Perihal Pelaksanaan Perjalanan Dinas Tim Terpadu Dalam Rangka Penyelesaian Penguasaan Tanah Dalam Rangka Penataan Hutan (PPTPKH) untuk permukiman Fasilitas Umum dan Fasilitas Sosial di Provinsi Jawa Barat Tahap 1.
Kepala Desa Sagara, Alit Saripudin dan Ketua BPD Desa Sagara, Doni David, meminta Pemerintah dari mulai Presiden hingga Camat meninjau ulang jika akan membuat langkah, kebijakan dan pembangunan strategis dengan melihat kondisi di lapangan serta menerapkan sisi keadilan bagi masyarakat.
Karena, berdasarkan bukti-bukti otentik yang dimiliki, terang Doni David, di Desa Sagara Kecamatan Cibalong, Kabupaten Garut tidak ada catatan dalam peraturan apapun yang memberikan petunjuk atau data terkait status tanah hutan, lahan lindung dan perkebunan negara atau swasta.
Terkecuali permukiman dan perkebunan rakyat yang sudah berlangsung semenjak desa Sagara masih menjadi bagian desa Maroko sebagai desa pokok sebelum ada pemekaran desa.
“Kami menolak Program Perhutanan Sosial dan Kawasan Hutan Dengan Pengelolaan Khusus
(KHDPK) dari Kementerian Lingkungan Hidup dan Kehutanan (KLHK) karena di Desa Sagara tidak ada tanah milik KLHK dan Perhutani,” terangnya, Minggu (20/8).
Dijelaskannya bahwa pihaknya tidak menyalahkan surat tugasnya namun yang dipertanyakan adalah darimana mereka memiliki sumber bahwa di Desa Sagara ada lahan milik KLHK dan Perhutani.

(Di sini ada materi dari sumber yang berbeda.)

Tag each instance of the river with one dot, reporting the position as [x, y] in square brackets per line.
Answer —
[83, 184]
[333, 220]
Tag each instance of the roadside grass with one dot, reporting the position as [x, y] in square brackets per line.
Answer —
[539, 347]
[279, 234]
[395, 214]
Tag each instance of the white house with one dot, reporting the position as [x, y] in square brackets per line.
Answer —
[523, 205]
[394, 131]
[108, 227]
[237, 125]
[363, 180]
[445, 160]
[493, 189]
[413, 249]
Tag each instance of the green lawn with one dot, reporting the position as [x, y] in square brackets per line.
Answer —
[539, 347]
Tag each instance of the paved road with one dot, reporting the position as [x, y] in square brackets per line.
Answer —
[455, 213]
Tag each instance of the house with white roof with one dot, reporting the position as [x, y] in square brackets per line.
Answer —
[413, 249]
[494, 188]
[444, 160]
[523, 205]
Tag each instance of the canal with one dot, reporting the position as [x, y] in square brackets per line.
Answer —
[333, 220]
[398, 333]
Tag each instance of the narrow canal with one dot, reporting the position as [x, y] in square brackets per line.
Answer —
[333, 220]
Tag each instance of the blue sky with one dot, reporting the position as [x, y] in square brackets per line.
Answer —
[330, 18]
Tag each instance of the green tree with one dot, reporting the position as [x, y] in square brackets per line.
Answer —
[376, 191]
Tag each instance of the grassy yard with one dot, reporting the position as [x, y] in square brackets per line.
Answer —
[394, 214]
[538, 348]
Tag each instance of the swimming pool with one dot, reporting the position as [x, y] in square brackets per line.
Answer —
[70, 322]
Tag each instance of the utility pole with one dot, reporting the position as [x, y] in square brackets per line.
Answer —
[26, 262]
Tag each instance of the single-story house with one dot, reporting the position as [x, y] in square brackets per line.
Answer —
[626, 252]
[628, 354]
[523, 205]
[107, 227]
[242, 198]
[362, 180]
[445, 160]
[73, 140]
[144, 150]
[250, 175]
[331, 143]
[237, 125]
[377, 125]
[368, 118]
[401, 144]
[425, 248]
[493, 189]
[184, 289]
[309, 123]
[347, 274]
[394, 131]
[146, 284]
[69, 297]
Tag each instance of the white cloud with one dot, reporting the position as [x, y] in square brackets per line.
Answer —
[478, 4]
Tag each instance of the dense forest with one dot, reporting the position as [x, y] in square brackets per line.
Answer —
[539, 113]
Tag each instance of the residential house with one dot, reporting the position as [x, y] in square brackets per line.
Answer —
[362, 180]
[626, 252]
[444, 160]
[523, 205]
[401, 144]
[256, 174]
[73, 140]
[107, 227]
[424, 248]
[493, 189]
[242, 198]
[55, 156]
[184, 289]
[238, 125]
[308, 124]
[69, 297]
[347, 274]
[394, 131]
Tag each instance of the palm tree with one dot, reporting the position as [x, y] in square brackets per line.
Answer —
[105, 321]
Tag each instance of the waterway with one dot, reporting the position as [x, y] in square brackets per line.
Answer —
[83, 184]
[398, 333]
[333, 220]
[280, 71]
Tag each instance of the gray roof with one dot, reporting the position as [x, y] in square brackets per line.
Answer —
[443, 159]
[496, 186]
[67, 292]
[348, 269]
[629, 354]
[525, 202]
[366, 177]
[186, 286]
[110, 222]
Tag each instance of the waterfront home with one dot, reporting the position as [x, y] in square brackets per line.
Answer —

“Kami tidak menyalahkan tugasnya namun kami mempertanyakan darimana mereka punya dasar untuk membuat kebijakan penertiban kawasan hutan dan permukiman karena kami memiliki data – data otentik yang dikeluarkan oleh Kementerian terkait, mengenai status Tanah di Desa Sagara dan kami siap beraudensi dengan semua pihak yang terkait masalah ini,” ungkapnya.

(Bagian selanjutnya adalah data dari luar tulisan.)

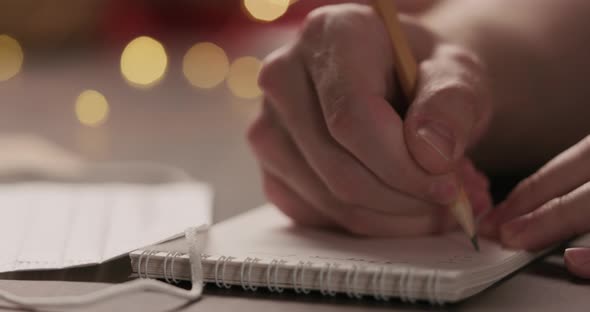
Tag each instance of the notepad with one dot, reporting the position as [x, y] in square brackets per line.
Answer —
[263, 248]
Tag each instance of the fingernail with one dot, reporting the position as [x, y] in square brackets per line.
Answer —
[511, 231]
[578, 256]
[439, 138]
[445, 192]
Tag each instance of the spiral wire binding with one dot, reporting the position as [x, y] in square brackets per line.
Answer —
[172, 255]
[247, 283]
[143, 253]
[196, 243]
[300, 268]
[326, 279]
[272, 275]
[378, 284]
[220, 282]
[351, 281]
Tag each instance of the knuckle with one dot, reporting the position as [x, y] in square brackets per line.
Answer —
[464, 57]
[272, 192]
[525, 190]
[344, 190]
[339, 118]
[336, 22]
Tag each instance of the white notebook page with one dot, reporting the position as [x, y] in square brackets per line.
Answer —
[266, 233]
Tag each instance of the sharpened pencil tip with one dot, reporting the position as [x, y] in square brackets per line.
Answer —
[475, 243]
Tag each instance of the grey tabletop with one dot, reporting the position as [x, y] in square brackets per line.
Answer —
[202, 132]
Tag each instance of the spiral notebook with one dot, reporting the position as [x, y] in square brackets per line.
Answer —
[262, 248]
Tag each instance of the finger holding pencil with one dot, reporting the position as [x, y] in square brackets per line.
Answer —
[333, 151]
[407, 74]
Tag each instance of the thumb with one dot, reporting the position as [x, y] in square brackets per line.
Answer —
[577, 261]
[451, 108]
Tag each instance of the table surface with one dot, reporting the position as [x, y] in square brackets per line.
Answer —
[203, 133]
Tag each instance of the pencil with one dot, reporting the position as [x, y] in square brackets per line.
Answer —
[407, 74]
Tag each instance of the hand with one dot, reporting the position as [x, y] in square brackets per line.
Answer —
[550, 206]
[332, 149]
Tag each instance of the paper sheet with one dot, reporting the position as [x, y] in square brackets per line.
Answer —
[45, 225]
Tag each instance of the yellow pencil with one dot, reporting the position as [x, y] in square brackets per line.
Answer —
[407, 73]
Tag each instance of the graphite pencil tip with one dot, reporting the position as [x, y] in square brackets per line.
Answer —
[475, 242]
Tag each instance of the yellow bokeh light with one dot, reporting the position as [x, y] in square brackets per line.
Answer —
[243, 77]
[144, 61]
[205, 65]
[92, 108]
[11, 57]
[266, 10]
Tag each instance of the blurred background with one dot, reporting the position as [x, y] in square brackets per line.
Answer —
[166, 81]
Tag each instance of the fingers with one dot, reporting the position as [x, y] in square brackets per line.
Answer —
[279, 155]
[451, 109]
[561, 175]
[559, 219]
[291, 204]
[577, 261]
[282, 162]
[352, 87]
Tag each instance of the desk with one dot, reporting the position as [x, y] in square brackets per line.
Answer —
[203, 133]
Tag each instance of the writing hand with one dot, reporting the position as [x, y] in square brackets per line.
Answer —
[332, 149]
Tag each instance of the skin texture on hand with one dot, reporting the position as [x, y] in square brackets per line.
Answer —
[550, 206]
[332, 147]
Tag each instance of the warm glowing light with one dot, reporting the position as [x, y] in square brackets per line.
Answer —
[243, 77]
[205, 65]
[266, 10]
[144, 61]
[11, 57]
[92, 108]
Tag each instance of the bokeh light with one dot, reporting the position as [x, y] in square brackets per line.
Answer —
[144, 62]
[266, 10]
[205, 65]
[242, 79]
[92, 108]
[11, 57]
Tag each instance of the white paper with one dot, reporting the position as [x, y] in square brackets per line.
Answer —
[48, 225]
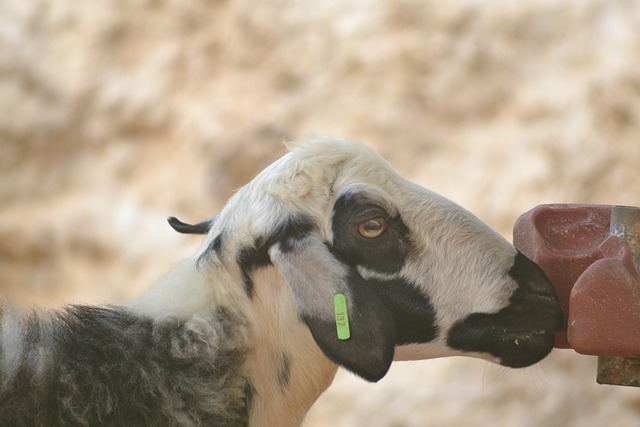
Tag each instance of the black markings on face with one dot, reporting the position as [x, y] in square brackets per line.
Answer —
[251, 258]
[412, 312]
[520, 334]
[354, 216]
[385, 253]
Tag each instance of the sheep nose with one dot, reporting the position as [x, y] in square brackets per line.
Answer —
[531, 278]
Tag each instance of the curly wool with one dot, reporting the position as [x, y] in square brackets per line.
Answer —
[106, 366]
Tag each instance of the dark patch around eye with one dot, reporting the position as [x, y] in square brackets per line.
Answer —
[385, 253]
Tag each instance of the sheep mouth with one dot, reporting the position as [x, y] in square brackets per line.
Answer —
[517, 335]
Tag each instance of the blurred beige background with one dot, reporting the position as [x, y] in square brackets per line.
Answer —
[115, 114]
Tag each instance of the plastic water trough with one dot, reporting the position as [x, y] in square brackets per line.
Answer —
[591, 254]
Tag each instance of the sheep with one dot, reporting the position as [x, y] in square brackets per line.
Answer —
[245, 332]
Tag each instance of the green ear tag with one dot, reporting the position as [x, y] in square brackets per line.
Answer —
[342, 318]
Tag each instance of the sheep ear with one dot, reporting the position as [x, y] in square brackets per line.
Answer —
[199, 228]
[315, 276]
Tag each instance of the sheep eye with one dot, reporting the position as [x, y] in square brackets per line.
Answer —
[372, 228]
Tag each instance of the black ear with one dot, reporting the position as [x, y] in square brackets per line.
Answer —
[199, 228]
[315, 276]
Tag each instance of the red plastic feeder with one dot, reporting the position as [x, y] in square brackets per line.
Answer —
[591, 254]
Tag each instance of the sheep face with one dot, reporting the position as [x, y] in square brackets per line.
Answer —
[422, 277]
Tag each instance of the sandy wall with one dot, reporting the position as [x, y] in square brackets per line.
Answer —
[116, 114]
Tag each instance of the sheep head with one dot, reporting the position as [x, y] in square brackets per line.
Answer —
[422, 277]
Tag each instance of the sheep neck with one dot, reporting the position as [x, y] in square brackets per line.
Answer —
[287, 370]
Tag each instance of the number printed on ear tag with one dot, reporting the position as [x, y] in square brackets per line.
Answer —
[342, 318]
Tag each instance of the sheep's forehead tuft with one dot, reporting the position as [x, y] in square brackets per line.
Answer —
[304, 183]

Lebih lanjut dia mengungkapkan, Pemerintah dari mulai Presiden hingga tingkat camat, seharusnya meninjau ulang dan melihat kondisi di lapangan seperti apa, karena status tanah di Desa Sagara sudah sangat jelas, Redis yang dikeluarkan oleh pihak Kementerian terkait juga sudah jelas termasuk kawasan yang diklaim Kawasan BKSDA sudah sejak dulu adalah lahan garapan masyarakat.
“Termasuk kawasan yang diklaim Kawasan BKSDA, jika betul kawasan BKSDA ayo kita jaga dan lestarikan bersama tapi apakah ada buktinya bahwa lahan tersebut kawasan BKSDA, karena sejak dahulu lahan tersebut adalah lahan garapan masyarakat jauh sebelum diklaim Kawasan BKSDA,” beber dia.
“Kami memiliki bukti-bukti otentik terkait status tanah di Desa Sagara, justru pemerintah masih memiliki utang untuk menyelesaikan sertifikat hak milik kepada masyarakat seluas +1.238 Ha karena yang baru disertifikatkan hak milik seluas + 201 Ha (555 orang),”.
” Kami menunggu dari tahun 1990 sejak Redistribusi tanah dibuat tetapi setelah 33 tahun menunggu justru pemerintah tidak peduli bahkan seolah akan mencaplok kembali warisan anak cucu kami dengan ,menurunkan Tim PPTPKH, wajar jika kami meradang dan siap mempertahankan hak anak cucu kami hingga titik darah terakhir,” sebutnya.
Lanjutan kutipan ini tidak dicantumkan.